Getting Outside Your Comfort Zone

 The comfort zone is a place where we all live, work and recreate on a daily basis. We work very hard to create a life where we are capable, successful and live with less stress. The challenge with life in the ‘comfort zone’ is that there is very little risk and often times very little learning. I have begun a new class on Copperplate calligraphy. It is a new style of writing that I have never learned before, and it is WAY outside my comfort zone. The nib is different, the holder is awkward and the letters are round and very much like cursive – unlike anything I have ever done before. (Okay, I am bad at it – yikes!) 

My analogy for this experience is like taking someone who has been driving an automatic car for twenty years and putting them on a motorcycle right in the middle of the highway. Wow, is that a change or what!?! Yes, the driver will learn and eventually become comfortable with the new method of transportation, but the first few miles of turns and traffic will be very nerve racking, scary and someone is probably going to get hurt at first. Eventually, that new motorcycle driver will settle into the new groove. THAT is how I felt last night in class. 

And oddly enough, the newness and uncertainty with this new tool, nib and alphabet made me question my other talent and skills. Strange how moving outside of the comfort zone can have such an impact on the security within the zone, and make us question our abilities completely. Why is that? Why do we go there when only one thing is new? I know it is human nature; it is just a disturbing part of being human and being creative. And it totally explains why we stay within the comfort zone to avoid feeling so awkward and untalented…change is hard; learning is hard, new can be uncomfortable and usually is! 

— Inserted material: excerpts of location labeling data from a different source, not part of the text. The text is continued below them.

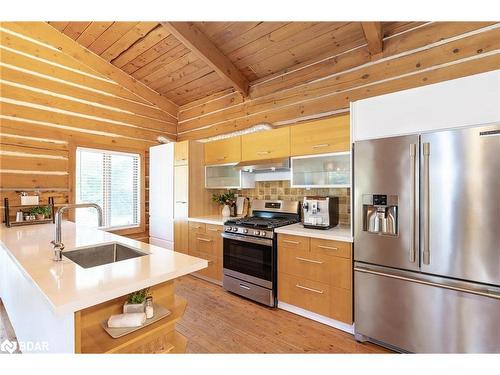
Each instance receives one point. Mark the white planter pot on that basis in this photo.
(226, 211)
(133, 307)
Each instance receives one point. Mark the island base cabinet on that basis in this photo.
(159, 337)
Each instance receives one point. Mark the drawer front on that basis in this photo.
(309, 295)
(286, 241)
(341, 305)
(266, 145)
(302, 263)
(331, 248)
(214, 269)
(203, 244)
(320, 137)
(223, 151)
(195, 227)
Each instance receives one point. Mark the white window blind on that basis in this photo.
(112, 180)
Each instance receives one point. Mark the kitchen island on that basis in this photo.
(59, 306)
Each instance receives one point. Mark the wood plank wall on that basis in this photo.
(430, 53)
(49, 104)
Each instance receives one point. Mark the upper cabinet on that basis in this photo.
(320, 137)
(181, 153)
(223, 151)
(266, 145)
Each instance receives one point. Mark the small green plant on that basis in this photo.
(138, 297)
(224, 198)
(41, 210)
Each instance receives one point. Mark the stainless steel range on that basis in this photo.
(250, 250)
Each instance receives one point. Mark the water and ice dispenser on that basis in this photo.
(380, 214)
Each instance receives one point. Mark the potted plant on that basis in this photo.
(226, 200)
(136, 301)
(40, 212)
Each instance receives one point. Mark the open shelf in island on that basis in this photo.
(158, 337)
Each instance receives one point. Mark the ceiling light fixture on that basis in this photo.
(254, 129)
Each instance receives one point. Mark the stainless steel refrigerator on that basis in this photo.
(427, 241)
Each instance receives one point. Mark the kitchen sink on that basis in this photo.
(94, 256)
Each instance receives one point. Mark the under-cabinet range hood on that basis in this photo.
(267, 165)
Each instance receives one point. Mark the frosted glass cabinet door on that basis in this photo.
(222, 176)
(329, 170)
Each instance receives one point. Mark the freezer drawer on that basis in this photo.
(418, 316)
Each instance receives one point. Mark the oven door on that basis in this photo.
(249, 258)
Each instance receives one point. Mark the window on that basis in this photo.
(112, 180)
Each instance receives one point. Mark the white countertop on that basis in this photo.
(212, 219)
(336, 234)
(69, 287)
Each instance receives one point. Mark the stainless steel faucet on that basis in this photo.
(57, 242)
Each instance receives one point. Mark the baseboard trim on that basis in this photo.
(349, 328)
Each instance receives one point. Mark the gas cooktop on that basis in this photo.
(262, 222)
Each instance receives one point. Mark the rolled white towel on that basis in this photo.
(126, 320)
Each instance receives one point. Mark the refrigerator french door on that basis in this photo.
(427, 241)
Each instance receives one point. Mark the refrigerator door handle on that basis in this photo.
(483, 293)
(426, 252)
(413, 206)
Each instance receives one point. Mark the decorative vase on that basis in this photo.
(226, 211)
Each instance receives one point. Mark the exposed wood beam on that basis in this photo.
(188, 34)
(45, 33)
(374, 36)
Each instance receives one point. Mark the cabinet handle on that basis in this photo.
(309, 289)
(327, 247)
(309, 260)
(204, 239)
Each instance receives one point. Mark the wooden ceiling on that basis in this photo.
(168, 64)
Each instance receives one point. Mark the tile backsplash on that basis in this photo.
(282, 190)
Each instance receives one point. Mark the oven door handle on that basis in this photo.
(259, 241)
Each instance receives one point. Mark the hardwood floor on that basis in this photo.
(6, 330)
(219, 322)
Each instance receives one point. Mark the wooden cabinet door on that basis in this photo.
(223, 151)
(320, 137)
(266, 145)
(181, 153)
(307, 294)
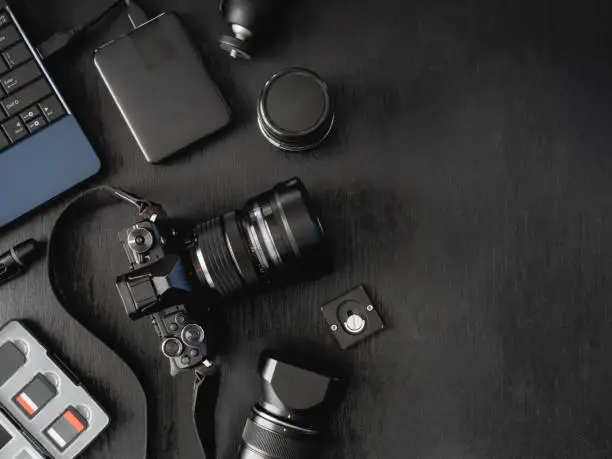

The real lesson here is that change takes time and will disrupt our safe little worlds, but if we don’t change then we are doomed to live our lives within the safe, boring walls we have constructed around our skills, talents and ideas. If we do nothing new, then we may be ‘safe’ but we will be boring people to ourselves and others. No real new ideas will be produced and the work and creativity gets stale and dull. So I encourage you to take that risk, learn something new and go for that idea that you are not sure how to execute…just be sure to wear a helmet while you are driving!